In previous studies inhaled ISDN produced qualitatively similar but more rapid and sustained haemodynamic responses than those of sublingual GTN, indicating superior relief from angina with ISDN.10 11 In another study the clinical and circulatory effects of ISDN were similar compared with those of GTN.12
The present study is the first to document an absent vasodilatory response of the coronary artery system following administration of sublingual GTN compared with that following inhaled ISDN, a finding which possibly suggests that ISDN spray is more efficacious than sublingual GTN capsules in certain patients with anginal attacks. Clearly, ISDN spray is the preferred mode of administration at coronary angiography.

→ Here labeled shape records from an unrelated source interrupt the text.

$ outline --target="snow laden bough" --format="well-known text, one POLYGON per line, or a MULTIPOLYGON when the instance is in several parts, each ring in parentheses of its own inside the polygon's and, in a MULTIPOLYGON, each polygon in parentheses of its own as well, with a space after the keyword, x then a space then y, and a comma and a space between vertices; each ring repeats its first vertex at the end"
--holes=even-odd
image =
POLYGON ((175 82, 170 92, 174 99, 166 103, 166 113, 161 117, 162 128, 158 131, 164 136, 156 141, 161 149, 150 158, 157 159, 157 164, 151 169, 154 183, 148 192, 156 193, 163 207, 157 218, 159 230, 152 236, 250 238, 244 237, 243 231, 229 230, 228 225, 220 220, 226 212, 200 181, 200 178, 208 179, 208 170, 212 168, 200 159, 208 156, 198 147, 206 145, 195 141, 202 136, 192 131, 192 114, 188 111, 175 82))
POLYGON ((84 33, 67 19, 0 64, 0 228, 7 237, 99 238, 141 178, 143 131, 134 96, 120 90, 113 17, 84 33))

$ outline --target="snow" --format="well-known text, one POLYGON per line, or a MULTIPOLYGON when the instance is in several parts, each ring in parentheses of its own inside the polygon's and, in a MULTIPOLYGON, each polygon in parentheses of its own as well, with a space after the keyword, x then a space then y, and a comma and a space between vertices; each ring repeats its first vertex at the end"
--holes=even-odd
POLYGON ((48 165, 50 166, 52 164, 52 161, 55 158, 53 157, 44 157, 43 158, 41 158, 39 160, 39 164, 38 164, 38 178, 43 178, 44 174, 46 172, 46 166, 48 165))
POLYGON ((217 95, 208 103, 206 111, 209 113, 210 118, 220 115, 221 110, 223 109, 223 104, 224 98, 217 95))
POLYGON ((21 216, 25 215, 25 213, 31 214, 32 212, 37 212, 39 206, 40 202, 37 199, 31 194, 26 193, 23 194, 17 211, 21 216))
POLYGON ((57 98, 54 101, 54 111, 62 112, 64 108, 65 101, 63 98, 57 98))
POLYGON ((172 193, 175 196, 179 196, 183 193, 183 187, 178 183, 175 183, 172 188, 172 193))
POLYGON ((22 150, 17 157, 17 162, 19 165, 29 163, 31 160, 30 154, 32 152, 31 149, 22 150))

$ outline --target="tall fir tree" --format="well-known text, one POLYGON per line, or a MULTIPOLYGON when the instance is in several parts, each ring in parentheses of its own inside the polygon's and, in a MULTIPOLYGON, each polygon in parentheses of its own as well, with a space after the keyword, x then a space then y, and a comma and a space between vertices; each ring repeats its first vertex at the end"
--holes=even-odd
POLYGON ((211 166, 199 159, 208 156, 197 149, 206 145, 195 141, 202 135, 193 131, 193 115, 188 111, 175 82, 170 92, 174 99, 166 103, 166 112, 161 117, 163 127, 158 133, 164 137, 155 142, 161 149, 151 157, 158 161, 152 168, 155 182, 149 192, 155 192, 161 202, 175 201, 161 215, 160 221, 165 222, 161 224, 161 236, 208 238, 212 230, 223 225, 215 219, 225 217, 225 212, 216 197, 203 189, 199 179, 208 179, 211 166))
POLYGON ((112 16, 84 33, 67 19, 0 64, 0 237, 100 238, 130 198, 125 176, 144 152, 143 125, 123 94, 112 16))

Coronary artery disease affects the response of non-diseased proximal coronary segments to nitrate. Nitrate administration by ISDN spray or intracoronary GTN increases equally the diameter of angiographically normal proximal coronary artery segments in patients with coronary artery disease, whereas administration of two GTN capsules had no vasodilatory effect on the epicardial coronary artery system.
We therefore recommend routine administration of sublingual ISDN spray in coronary angiographic procedures. Further studies are required to evaluate whether the different efficacy of ISDN spray may be decisive in the treatment of acute anginal attacks.